Mediation does not intend to completely preclude legal actions, but only conditions their commencement on an initial attempt at mediation. A legal action may not be commenced with respect to an unresolved matter that was submitted to mediation until the mediation is terminated in accordance with the termination provision below. In the event that a legal action is properly commenced after termination, the parties may agree to simultaneously continue the mediation process.
Either party may terminate the mediation process after the earlier of either (a) the initial mediation session, plus a 10-day “cooling off” period following such mediation meeting and (b) 90 days after the opposing party’s receipt of the initial written request for mediation. The party wishing to terminate the mediation must do so by sending written notice to the opposing party.

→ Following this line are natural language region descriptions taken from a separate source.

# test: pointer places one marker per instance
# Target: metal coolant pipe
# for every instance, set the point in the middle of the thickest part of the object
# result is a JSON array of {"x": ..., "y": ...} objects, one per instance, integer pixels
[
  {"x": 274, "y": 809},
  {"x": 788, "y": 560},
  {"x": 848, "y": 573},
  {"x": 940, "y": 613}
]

Before the process of convincing the CMBS industry to incorporate its Dispute Resolution and Remedy provisions into new MLPAs and PSAs can commence, CREFC must accomplish the following to assure that the mediation process is fully operational: (a) chose and designate an official Mediation Agency; (b) develop and publish official mediation guidelines; (c) establish the advisory expert panel and appoint its members; (d) establish a procedure for questions to be submitted in writing as hypotheticals certified to the Expert Panel for a written response without identifying the parties, the property, the loan or the CMBS trust; (e) develop a standard CREFC Mediation Agreement for use with other Mediation Agencies chosen by mediation parties; (f) establish more objective standards than the PSA/MLPA servicing standards, which may be problematic for special servicers; and (f) impose a strict confidentiality standard (with the usual legal compulsion exceptions) on the entire mediation process and the certification of questions to the expert panel.
Ultimately, bridging the current gap between CMBS originators/issuers and investors will best be accomplished by requiring, among other things, an enforceable breach repurchase protocol that will provide investors with the degree of predictability and stability that they seek, where they can once more rely with some degree of confidence on truly enforceable representations and warranties. What is not yet fully appreciated or understood by market participants are the potential enforcement consequences for originators and issuers of the proposed SEC regulation’s mandated disclosure in individual originator/issuer quarterly reports (going back three years) of loan put-back requests (including details of whether the request has been resolved, and if not, why), which the credit rating agencies are required to consider in their ratings, but which investors may use in their loan breach put-back litigation and the SEC may use for its own yet unknown purposes.